What’s going on here?

The US Securities and Exchange Commission (SEC) approved a rule change that could bring about ether spot exchange-traded funds (ETFs), a similar move to the one that sparked bitcoin’s rally.

What does this mean?

Ether spot ETFs would let investors buy into the world’s second-biggest cryptocurrency without directly owning the coins or dealing with the complex storage of them. Now, the SEC has approved applications from various exchanges to list ether ETFs by BlackRock, Fidelity, Invesco, and Ark Invest. But the funds still need to go through another round of approval – and even if they pass that, there’s no word on a launch date yet.

Why should I care?

Zooming out: Slow and steady can win the race.

The SEC has been slow to approve crypto investments, wary of the industry’s compliance breaches and rampant fraud scandals. But there’s clearly a market for them. ETFs for bitcoin – the world’s biggest cryptocurrency – were only approved six months ago, and FactSet indicates that they’ve already raked in over $12 billion. Although, ether ETFs probably won’t reach the same heights. The crypto itself is much smaller than bitcoin, with the Grayscale Ethereum trust less than half the size of the bitcoin one from before the launch. Plus, the SEC hasn’t approved staking – a process that lets investors earn interest by locking up their crypto – for either coin, so ether can’t rely on an advantage there to close the gap.

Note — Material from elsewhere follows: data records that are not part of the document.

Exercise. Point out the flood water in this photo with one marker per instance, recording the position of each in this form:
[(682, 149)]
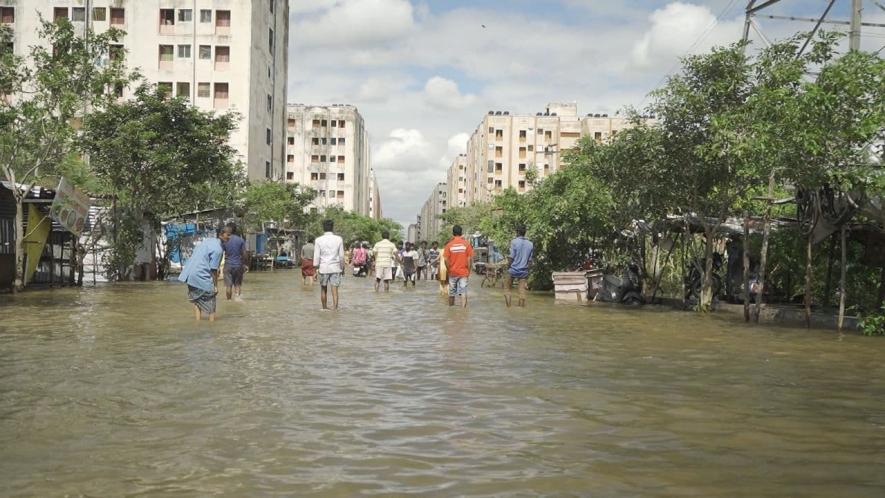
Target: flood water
[(116, 391)]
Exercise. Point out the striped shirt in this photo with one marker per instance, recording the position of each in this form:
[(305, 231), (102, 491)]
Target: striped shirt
[(383, 252)]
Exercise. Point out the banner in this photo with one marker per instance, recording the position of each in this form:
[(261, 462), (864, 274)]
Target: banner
[(70, 208)]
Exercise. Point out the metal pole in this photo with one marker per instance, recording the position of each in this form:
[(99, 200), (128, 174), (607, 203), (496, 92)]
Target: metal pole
[(854, 33)]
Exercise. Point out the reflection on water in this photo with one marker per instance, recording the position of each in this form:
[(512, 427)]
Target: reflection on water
[(116, 391)]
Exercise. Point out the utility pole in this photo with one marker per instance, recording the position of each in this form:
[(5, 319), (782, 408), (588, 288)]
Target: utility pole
[(854, 33)]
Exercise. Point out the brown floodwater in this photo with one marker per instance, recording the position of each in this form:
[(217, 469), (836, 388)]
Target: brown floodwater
[(116, 391)]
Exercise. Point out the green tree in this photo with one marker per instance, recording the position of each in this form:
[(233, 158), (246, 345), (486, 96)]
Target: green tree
[(49, 89), (275, 201), (158, 157)]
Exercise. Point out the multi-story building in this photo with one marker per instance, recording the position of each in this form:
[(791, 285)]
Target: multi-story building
[(374, 197), (223, 55), (505, 148), (328, 150), (456, 180), (430, 221)]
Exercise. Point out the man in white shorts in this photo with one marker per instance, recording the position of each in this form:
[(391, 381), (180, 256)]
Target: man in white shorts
[(382, 261)]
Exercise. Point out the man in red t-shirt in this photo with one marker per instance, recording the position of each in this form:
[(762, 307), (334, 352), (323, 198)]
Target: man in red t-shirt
[(459, 258)]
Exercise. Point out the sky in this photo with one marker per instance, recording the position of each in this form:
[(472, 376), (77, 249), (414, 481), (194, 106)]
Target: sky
[(424, 73)]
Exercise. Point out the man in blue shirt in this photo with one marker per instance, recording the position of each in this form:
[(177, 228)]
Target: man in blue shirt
[(234, 250), (201, 275), (521, 251)]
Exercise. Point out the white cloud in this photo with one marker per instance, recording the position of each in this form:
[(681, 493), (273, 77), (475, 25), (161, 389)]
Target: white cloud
[(680, 29), (443, 93), (354, 23)]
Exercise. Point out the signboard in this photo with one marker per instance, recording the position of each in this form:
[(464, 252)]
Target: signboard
[(70, 208)]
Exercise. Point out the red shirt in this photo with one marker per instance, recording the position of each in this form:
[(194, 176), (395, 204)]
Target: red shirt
[(458, 253)]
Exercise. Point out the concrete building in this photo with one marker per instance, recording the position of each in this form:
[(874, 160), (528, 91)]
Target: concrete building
[(456, 180), (219, 54), (374, 197), (504, 148), (430, 221), (328, 150)]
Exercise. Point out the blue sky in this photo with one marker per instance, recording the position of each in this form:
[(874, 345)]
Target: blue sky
[(423, 73)]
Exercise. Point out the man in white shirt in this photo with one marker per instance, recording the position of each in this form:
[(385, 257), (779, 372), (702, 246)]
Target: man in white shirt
[(329, 258)]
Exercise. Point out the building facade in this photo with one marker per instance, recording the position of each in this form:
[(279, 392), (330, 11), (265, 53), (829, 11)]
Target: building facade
[(505, 148), (430, 221), (328, 150), (222, 55)]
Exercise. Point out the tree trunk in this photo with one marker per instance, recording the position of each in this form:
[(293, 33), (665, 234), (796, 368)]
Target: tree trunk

The bigger picture: Shoot for the moon.

Mind you, even a fraction of bitcoin’s rally would be a big step up for ether – and that’s not unlikely by any means. Bitcoin spot ETFs caused a stir because, unlike bitcoin “futures” products, they actually hold bitcoin, and the same would be true for ether’s lineup. That’s probably why the mere anticipation has sent ether's price up by over 20% since Monday, meaning it’s climbed more than 60% since the start of the year.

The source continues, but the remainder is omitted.